Young leaders of the new monastic movement introduce their vision for contemplative life—one that draws from the long traditions of East and West but also seeks an interreligious and "interspiritual" dimension to intentional living in our time. With a preface by Mirabai Starr, a foreword by Sufi teacher Llewellyn Vaughan-Lee, and an afterword by Fr. Thomas Keating.

The book is an introduction to the "new monastic movement," offering the authors' intellectual and spiritual reflections on what contemplative life could look like in the 21st century. With chapters focusing on spiritual practice, vocation, contemplation and activism, dialogical dialogue, the relationship with traditional religious paths, contemplative psychology and the building of intentional communities, the authors seek to "cut across the boundaries of religious traditions, of contemplation and action, and endeavor to create intergenerational alliances between those immersed in the depths of our traditional religious frameworks and those who are being called to contemplative and prophetic life outside of those frameworks."

While drawing on the work of Raimon Panikkar, St. Teresa of Avila, Pierre Teilhard de Chardin, Ewert Cousins, Fr. Bede Griffiths, Thomas Merton, Brother Wayne Teasdale, St. John of the Cross and the Russian sophianic tradition, among others, the book also incorporates some popular modern day academic, cultural, and contemplative theorists, such as Ken Wilber and Fr. Thomas Keating, who speak to young people about creating a more sacred and just world while providing them with sophisticated tools for psychological analysis and integrated action. It also offers specific practices for a disciplined contemplative life and inspired social justice activism.
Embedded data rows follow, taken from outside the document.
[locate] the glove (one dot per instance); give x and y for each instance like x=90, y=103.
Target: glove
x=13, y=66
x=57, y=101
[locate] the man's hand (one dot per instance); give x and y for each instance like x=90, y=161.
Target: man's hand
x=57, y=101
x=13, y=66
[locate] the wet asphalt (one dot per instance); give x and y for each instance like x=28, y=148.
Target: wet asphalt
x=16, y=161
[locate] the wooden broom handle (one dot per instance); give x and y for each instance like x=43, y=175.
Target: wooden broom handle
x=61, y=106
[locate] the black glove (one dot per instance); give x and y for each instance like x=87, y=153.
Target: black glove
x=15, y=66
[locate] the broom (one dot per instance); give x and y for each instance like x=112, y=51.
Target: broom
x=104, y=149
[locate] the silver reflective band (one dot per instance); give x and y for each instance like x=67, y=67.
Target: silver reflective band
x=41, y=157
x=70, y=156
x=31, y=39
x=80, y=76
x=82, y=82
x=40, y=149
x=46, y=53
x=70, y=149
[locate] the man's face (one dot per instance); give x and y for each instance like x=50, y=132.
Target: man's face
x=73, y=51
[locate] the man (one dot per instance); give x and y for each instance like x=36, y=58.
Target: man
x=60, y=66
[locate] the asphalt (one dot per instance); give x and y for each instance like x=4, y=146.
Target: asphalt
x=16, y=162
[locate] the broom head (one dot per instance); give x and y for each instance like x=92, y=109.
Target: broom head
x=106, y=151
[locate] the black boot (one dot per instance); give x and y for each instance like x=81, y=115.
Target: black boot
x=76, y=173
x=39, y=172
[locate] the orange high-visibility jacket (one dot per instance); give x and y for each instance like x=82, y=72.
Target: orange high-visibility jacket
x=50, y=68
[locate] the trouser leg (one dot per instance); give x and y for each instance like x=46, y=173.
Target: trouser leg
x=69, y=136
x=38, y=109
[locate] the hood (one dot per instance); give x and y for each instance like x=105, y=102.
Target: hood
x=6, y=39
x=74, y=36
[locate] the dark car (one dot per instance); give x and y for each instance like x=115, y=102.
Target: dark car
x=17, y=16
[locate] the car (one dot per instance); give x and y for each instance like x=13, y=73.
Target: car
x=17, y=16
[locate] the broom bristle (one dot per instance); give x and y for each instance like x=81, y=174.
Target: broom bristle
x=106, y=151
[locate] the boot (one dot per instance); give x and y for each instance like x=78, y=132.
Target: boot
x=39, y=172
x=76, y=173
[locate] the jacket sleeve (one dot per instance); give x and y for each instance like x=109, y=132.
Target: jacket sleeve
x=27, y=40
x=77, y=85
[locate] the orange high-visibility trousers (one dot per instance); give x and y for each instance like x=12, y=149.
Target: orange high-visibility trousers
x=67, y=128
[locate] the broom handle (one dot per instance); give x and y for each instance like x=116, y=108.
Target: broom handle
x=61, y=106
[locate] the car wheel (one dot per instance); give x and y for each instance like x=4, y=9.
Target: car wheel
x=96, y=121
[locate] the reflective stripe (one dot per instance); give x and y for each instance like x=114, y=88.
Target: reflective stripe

Rory McEntee is a scholar, teacher, and contemplative activist. He is currently President and Executive Director of the Charis Foundation for New Monasticism & Interspirituality, and teaches contemplative retreats throughout the year. Rory has an M.A. in Applied Mathematics from the University of Southern California and a PhD in Theological and Philosophical Studies from Drew University. He is the author of The Sacred/Secular Binary: Challenging the Divide in University Culture and Democratic Societies and co-author of The New Monasticism, as well as many articles on education, theology, and Interspirituality. Rory helped found the interspiritual new monastic movement as a mentee of the late Brother Wayne Teasdale and Father Thomas Keating. He has participated in many dialogues around the world with religious leaders, including Pope Francis and the Dalai Lama, and maintains a love for basketball, snowboarding, trekking in the Himalayas, coffee, friends, and family.

Adam Bucko is an activist, spiritual director to many of New York City’s homeless youth, and co-author of Occupy Spirituality: A Radical Vision for a New Generation. His work has been featured by ABC News, CBS, NBC, New York Daily News, National Catholic Reporter, Shambala Sun, and Sojourner.